La Fédération française des spiritueux réclame donc une pause fiscale, arguant que la filière ne peut plus absorber de nouvelles hausses sans mettre en danger l’emploi et l’investissement. Les données montrent que 58 % des entreprises jugent leur situation détériorée et que 69 % constatent un recul de leur trésorerie, ce qui rend la demande de pause moins idéologique que pragmatique pour les producteurs de vins spiritueux. Dans ce contexte, l’analyse détaillée de l’impact des accises, comme celle proposée sur la hausse plafonnée des accises et ses conséquences sur les marges, devient un outil de pilotage indispensable pour les directions financières et les responsables export.
Sur le marché intérieur, un léger mieux apparaît dans le circuit cafés hôtels restaurants, avec une progression d’environ 1,1 % en volume, mais la filière reste prudente sur l’interprétation de ce signal. Cette reprise partielle de la consommation hors domicile ne compense ni le recul des ventes en grande distribution ni la baisse des exportations françaises, en particulier pour le cognac et certains alcools blancs premium. Pour les vignerons et distillateurs français, la question est de savoir si cette embellie en CHR annonce un retournement durable ou s’il ne s’agit que d’un trompe-l’œil conjoncturel face à la crise et à la montée des contraintes réglementaires.

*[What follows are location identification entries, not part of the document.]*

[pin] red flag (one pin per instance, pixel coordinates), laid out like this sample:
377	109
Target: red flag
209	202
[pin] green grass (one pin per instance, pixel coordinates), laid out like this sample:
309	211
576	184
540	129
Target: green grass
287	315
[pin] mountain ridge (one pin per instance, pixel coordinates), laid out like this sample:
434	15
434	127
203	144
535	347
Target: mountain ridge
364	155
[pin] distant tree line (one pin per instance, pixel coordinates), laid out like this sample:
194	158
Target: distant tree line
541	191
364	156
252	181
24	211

Les débats autour de la fiscalité sur les alcools s’inscrivent aussi dans un cadre budgétaire plus large, où l’État doit financer la transition vers les voitures électriques, la santé et d’autres priorités publiques. Dans ce contexte, la tentation est forte de considérer les recettes fiscales issues des spiritueux comme une variable d’ajustement, au risque de fragiliser une filière qui pèse plusieurs milliards d’euros d’exportations et des centaines de millions de litres produits chaque année. Pour la Fédération française des spiritueux, la réponse attendue de l’État doit reconnaître cette contribution tout en évitant de transformer la filière en simple pourvoyeur de recettes fiscales, déconnecté de sa réalité économique.

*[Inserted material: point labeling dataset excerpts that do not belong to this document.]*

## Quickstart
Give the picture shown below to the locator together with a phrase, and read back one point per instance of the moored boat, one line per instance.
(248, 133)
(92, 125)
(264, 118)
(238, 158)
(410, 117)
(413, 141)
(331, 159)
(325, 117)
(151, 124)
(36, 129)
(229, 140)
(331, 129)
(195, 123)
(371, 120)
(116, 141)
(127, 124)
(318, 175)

Les acteurs de terrain, qu’il s’agisse de grandes maisons ou de PME familiales, insistent sur la nécessité d’une connexion plus fine entre politique de santé publique, compétitivité export et stabilité fiscale. Dans les échanges avec les pouvoirs publics, des responsables comme Thomas Gauthier, au sein de la Fédération française des spiritueux, rappellent que la filière ne conteste pas le principe d’une fiscalité sur l’alcool, mais demande une trajectoire lisible et soutenable. Pour les professionnels des spiritueux français, ce n’est pas un argument marketing, mais un choix fondateur pour préserver l’investissement, l’emploi et la capacité à affronter la prochaine année face à la crise, en France comme sur les marchés Chine–États-Unis.